La procura: «Processate Geronzi e altri sette manager»

Indagine chiusa. Il principale capo di imputazione è bancarotta per il caso Ciappazzi e per il finanziamento al gruppo Parmatour

da Milano

La Procura di Parma ha chiesto il rinvio a giudizio per il presidente di Capitalia Cesare Geronzi e altri sette manager dell'istituto di credito per l'inchiesta suugli affari delle acque Ciappazzi e di Parmatour, che la Parmalat comprò dal gruppo Ciarrapico, e per il conseguente finanziamento concesso dalla banca al gruppo turistico di Calisto Tanzi. Geronzi, insieme con Alberto Giordano, Roberto Monza e Riccardo Tristano è accusato di concorso in bancarotta fraudolenta nell'ambito del crac di Parmalat. Al presidente di Capitalia, in concorso con Giordano, Monza e Tristano, è anche contestato il reato di usura. La formulazione della richiesta di rinvio a giudizio era un atto praticamente scontato dopo l'avviso di fine indagini notificato il 26 gennaio scorso e dopo che lo stesso Geronzi aveva deciso di non farsi sottoporre all'interrogatorio previsto appunto dopo l'avviso di fine indagine. Sono indagati solo per concorso in bancarotta l'ad Matteo Arpe, Eugenio Favale, Antonio Muto e Luigi Giove. A tal proposito il portavoce dell’istituto di credito precisa che il coinvolgimento di Arpe «come già noto diverso da quello degli altri indagati, ha ad oggetto l'ipotesi di concorso per non aver impedito la consumazione di fatti di bancarotta da parte degli altri correi».
Nell'ambito di questa inchiesta, la scorsa settimana, il Gip Pietro Rogato aveva deciso la temporanea interdizione di Geronzi dagli uffici direttivi. In particolare, relativamente all' imputazione di usura - secondo l'inchiesta della Guardia di Finanza di Bologna coordinata dal Pm Vincenzo Picciotti - Geronzi, Giordano, Monza e Tristano «conseguivano vantaggi usurari in favore del venditore» Ciappazzi e «vantaggi usurari diretti, in relazione agli interessi corrisposti - e, comunque, da corrispondere - sull'importo di euro 18.075.000, in realtà vincolato, sulla base dell'illecito accordo» relativo «all' investimento autolesionistico nell'azienda Ciappazzi».

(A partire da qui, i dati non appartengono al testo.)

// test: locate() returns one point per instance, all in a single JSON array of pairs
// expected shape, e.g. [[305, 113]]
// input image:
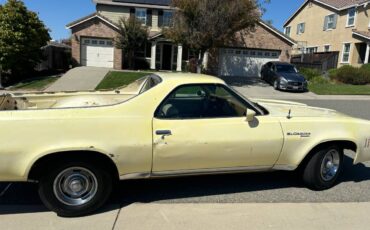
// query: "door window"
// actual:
[[201, 101]]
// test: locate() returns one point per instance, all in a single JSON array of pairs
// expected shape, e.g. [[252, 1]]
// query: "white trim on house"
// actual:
[[325, 45], [133, 5], [349, 53], [322, 3], [291, 41], [89, 18], [354, 19], [360, 35]]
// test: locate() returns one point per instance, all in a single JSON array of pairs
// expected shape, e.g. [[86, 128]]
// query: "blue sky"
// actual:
[[57, 13]]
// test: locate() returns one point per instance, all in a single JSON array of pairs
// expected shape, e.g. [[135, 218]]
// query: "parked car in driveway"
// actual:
[[75, 145], [283, 76]]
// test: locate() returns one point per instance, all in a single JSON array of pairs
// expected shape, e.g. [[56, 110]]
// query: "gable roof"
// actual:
[[277, 32], [90, 17], [336, 5], [155, 4], [149, 2]]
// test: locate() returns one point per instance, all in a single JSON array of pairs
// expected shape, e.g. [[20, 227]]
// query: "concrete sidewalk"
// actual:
[[202, 216], [79, 79], [268, 92]]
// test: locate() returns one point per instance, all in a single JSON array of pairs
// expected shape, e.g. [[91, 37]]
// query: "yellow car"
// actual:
[[75, 145]]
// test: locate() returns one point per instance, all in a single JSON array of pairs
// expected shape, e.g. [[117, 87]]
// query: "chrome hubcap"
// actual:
[[330, 165], [75, 186]]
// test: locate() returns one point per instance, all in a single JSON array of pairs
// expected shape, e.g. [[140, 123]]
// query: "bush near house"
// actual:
[[309, 74], [351, 75]]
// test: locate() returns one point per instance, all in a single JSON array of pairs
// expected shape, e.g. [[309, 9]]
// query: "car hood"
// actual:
[[296, 77], [282, 108]]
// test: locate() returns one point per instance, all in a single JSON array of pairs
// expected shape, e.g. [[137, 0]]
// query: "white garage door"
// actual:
[[244, 63], [97, 52]]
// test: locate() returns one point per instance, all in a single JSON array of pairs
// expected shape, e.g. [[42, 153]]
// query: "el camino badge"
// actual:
[[301, 134], [367, 143]]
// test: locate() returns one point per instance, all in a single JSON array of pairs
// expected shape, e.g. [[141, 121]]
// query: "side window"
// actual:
[[200, 102]]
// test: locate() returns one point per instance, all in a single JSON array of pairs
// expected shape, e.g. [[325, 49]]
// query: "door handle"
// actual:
[[163, 132]]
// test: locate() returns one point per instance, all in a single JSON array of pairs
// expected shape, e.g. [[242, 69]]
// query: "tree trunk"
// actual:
[[200, 62]]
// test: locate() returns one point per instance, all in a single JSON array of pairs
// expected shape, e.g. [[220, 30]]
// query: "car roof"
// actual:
[[188, 78], [281, 63]]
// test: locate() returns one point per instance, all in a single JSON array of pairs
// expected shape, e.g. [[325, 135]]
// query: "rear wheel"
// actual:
[[323, 169], [75, 188]]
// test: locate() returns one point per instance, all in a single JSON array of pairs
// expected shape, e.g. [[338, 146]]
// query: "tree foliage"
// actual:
[[22, 34], [132, 36], [204, 24]]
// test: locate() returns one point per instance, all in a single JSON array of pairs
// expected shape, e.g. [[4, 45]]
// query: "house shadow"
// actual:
[[23, 197]]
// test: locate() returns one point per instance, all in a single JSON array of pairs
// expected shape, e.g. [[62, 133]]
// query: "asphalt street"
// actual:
[[273, 187]]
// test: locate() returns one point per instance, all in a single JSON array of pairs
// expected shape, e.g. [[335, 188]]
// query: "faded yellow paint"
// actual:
[[127, 131], [314, 36]]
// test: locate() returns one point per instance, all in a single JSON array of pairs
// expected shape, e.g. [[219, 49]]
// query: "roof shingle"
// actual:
[[342, 3]]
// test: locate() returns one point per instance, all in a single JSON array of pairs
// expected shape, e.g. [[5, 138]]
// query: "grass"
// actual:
[[115, 80], [35, 84], [339, 89]]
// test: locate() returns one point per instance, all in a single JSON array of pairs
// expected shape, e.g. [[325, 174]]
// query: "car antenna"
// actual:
[[289, 114]]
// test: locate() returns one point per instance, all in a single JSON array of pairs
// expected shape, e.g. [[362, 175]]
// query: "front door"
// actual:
[[203, 128], [167, 56]]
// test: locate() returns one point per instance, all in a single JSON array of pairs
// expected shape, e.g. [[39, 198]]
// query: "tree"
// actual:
[[205, 24], [132, 36], [22, 34]]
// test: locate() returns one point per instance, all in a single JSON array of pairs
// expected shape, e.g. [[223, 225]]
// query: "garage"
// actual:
[[97, 52], [244, 62]]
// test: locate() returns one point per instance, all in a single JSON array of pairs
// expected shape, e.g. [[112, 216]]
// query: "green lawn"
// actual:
[[35, 84], [114, 79], [339, 89]]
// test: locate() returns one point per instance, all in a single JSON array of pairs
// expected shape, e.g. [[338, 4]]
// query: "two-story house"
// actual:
[[93, 39], [332, 25]]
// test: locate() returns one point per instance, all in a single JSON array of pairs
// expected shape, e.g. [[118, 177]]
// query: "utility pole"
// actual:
[[1, 85]]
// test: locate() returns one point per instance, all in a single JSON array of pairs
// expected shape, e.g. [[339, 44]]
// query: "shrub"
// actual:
[[352, 75], [309, 73]]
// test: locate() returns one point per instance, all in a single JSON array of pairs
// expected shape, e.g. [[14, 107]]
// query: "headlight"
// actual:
[[283, 81]]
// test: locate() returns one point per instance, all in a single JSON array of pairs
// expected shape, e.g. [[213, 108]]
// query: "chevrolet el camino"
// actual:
[[76, 145]]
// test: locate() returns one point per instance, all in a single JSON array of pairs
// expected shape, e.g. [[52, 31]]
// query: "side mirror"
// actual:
[[250, 114]]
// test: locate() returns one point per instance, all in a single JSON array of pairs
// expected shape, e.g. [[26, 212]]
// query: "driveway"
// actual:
[[79, 79]]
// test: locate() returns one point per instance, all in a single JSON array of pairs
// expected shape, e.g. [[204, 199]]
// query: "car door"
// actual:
[[214, 136]]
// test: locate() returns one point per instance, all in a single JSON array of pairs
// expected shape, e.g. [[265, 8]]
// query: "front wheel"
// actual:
[[75, 189], [323, 169]]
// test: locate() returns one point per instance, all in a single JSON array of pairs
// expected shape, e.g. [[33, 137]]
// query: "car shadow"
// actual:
[[23, 197]]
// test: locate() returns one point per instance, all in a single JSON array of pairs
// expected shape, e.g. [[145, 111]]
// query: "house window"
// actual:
[[311, 50], [351, 17], [346, 52], [167, 18], [326, 48], [330, 22], [287, 31], [301, 28], [140, 14]]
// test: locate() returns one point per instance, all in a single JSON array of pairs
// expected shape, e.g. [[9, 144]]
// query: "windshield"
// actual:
[[286, 69]]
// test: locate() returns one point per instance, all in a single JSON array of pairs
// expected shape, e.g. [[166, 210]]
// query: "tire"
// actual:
[[90, 184], [322, 170]]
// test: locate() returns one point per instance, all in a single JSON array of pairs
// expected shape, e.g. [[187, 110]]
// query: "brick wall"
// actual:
[[98, 29]]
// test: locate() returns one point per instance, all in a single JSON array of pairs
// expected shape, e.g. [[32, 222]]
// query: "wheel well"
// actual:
[[46, 163], [341, 144]]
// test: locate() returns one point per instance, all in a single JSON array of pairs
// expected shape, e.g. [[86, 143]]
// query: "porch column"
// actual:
[[153, 56], [367, 54], [179, 58]]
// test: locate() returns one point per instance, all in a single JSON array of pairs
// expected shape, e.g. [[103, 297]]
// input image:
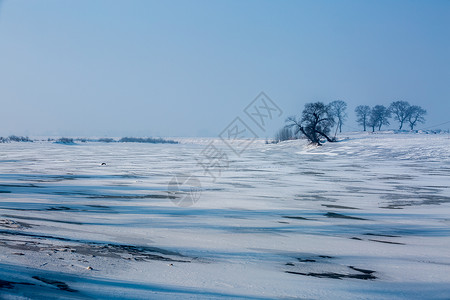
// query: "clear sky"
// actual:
[[188, 68]]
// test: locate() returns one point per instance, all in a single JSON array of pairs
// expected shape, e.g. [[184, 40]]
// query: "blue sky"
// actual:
[[188, 68]]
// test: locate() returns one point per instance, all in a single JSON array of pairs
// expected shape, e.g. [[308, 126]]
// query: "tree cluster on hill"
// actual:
[[318, 119], [379, 115]]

Geronzi, e gli altri tre manager, «inducevano Calisto Tanzi», con una Parmalat già «in condizioni di difficoltà economica», prima «a stipulare il contratto di acquisto dell' azienda Ciappazzi e, in seguito, a fronte di un irrisorio sconto di lire 2 miliardi circa, a consolidarne gli effetti giuridici ed economici», conseguendo «vantaggi usurari in favore del venditore». Secondo l'accusa, l'operazione provocò un «notevole danno patrimoniale delle società Parmalat spa e Cosal srl».